On our network, we have a public facing Apache server. So, 80 and 443 are occupied. Port 8123 forwards to a VM on Proxmox.

Our Apache server is at 192.168.1.100 and HA is at 192.168.2.100.

Our primary domain has been configured with a Let’s Encrypt certificate. In Virtualmin, the cert files are stored at:

/home/domain/ssl.ca
/home/domain/ssl.cert
/home/domain/ssl.key

In the root of the domain (/home/domain/) there are 5 files related to SSL:

  • ssl.ca
  • ssl.cert
  • ssl.key
  • ssl.combined
  • ssl.everything

None of these files are available to the Home Assistant VM at 192.168.2.100.

In the past, I have simply created a cron job that copies ssl.cert and ssl.key to the Home Assistant ssl folder which was located at /usr/share/hassio/ssl, then ran a rename script to change them to fullchain.pem and privkey.pem.

Now that I’m using a supported version of Home Assistant Core, it doesn’t appear that I’m able to access this location like I could when I had control over the host.

Since port 80 and 443 are already handled by the other host running apache, how would I go about securing my installation of Home Assistant without having to temporarily re-direct port 80/443 to the HA host?

It looks like Samba opens up access to the SSL folder.
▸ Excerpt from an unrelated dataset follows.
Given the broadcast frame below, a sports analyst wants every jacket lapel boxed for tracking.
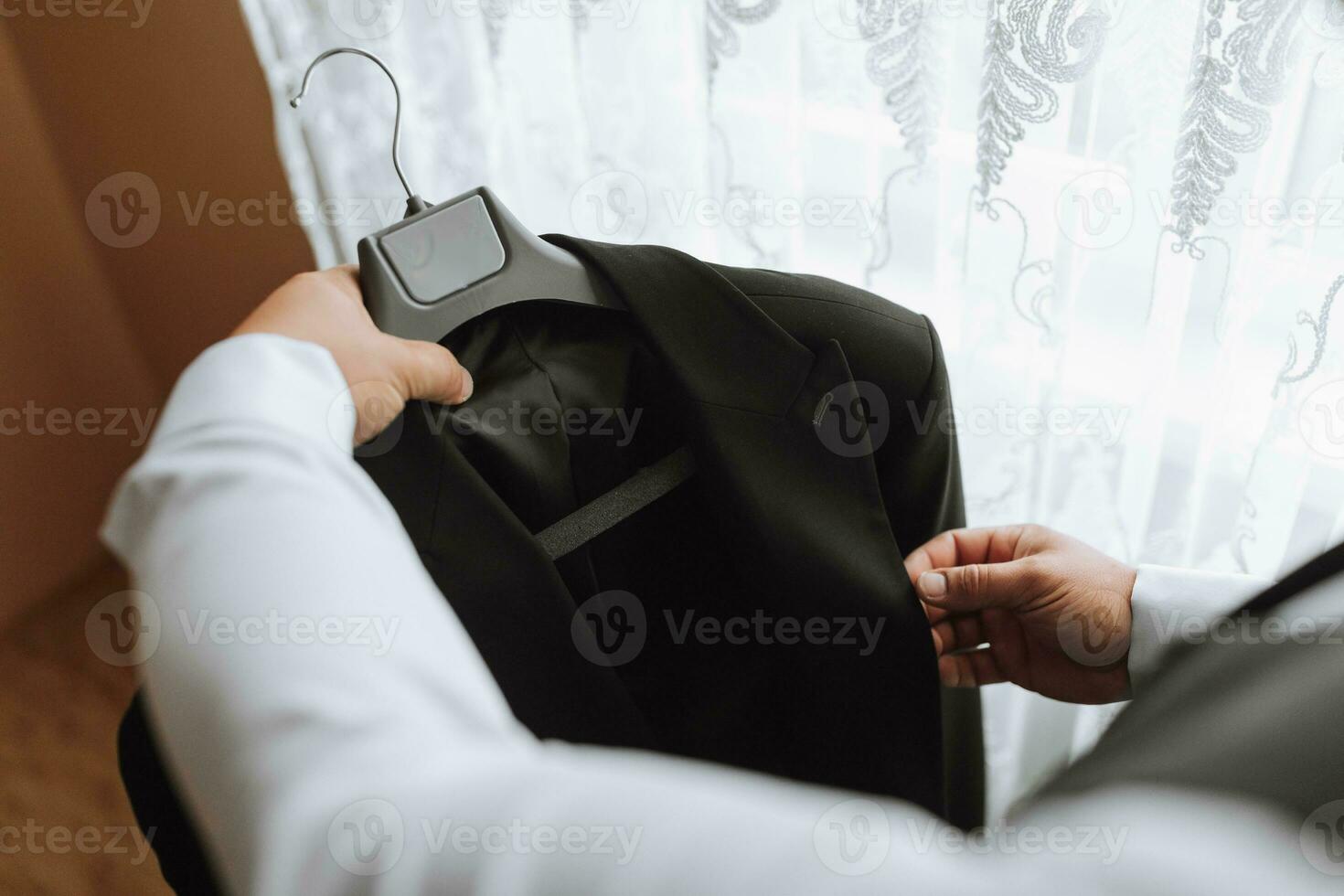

But, with the original question, is the simple copy/paste/rename a sufficient method?

Does this mean you have total control?

Cant you use apache as the reverse proxy and if so HA not need ssl cert access. Ssl access only needed by apache and you may http to backend server. But a lot of this depends on what “out network” means

I have total control.

I don’t quite understand reverse proxy, although I have made it work before, but never without using a subdomain and never without still needing to tack the port number to the end of the URL. i.e. https://subdomain.domain.com:8123, which seems to be counter intuitive.

Also, in that case, I’ve never been able to operate HA in an SSL environment without having the SSL keys duplicated to the actual HA SSL folder.

My basic understanding is that if I have Apache handling the SSL, then I don’t need to run SSL on Home Assistant at all…but I’m just guessing, and I don’t really know how it works at this point.

Port not needed with reverse proxy

Subdomain I believe is needed

Okay, I got the reverse proxy to work…now my HA UI loads with a secure lock on it.

Does this mean that I can turn off all of my add-on SSL setups because apache is doing the heavy lifting?

Yes

Between ha and apache there will be no ssl but after apache ssl will work

I take that back…it loads to the login screen, but I’m unable to login.

I get “unable to connect to Home Assistant”

Proxy misconfigured

I think there are example at ha website or search forum. Sorry but I discover nginx and never go back to apache

The proxy is configured correctly as far as I can see. But, when I look at the Core log in HA by accessing it via http instead of https (yes that works) I see a login attempt that’s failing using the main domain as the proxy address instead of the internal IP address of the HA host.

apache example at link

Been there. Console in Chrome throws all kinds of errors with this config in apache.

Have you checked the Nginx Proxy Manager addon? I would move it on the front and have it proxy ro HA and your apache. The proxy needs web socket enabled for HA to work.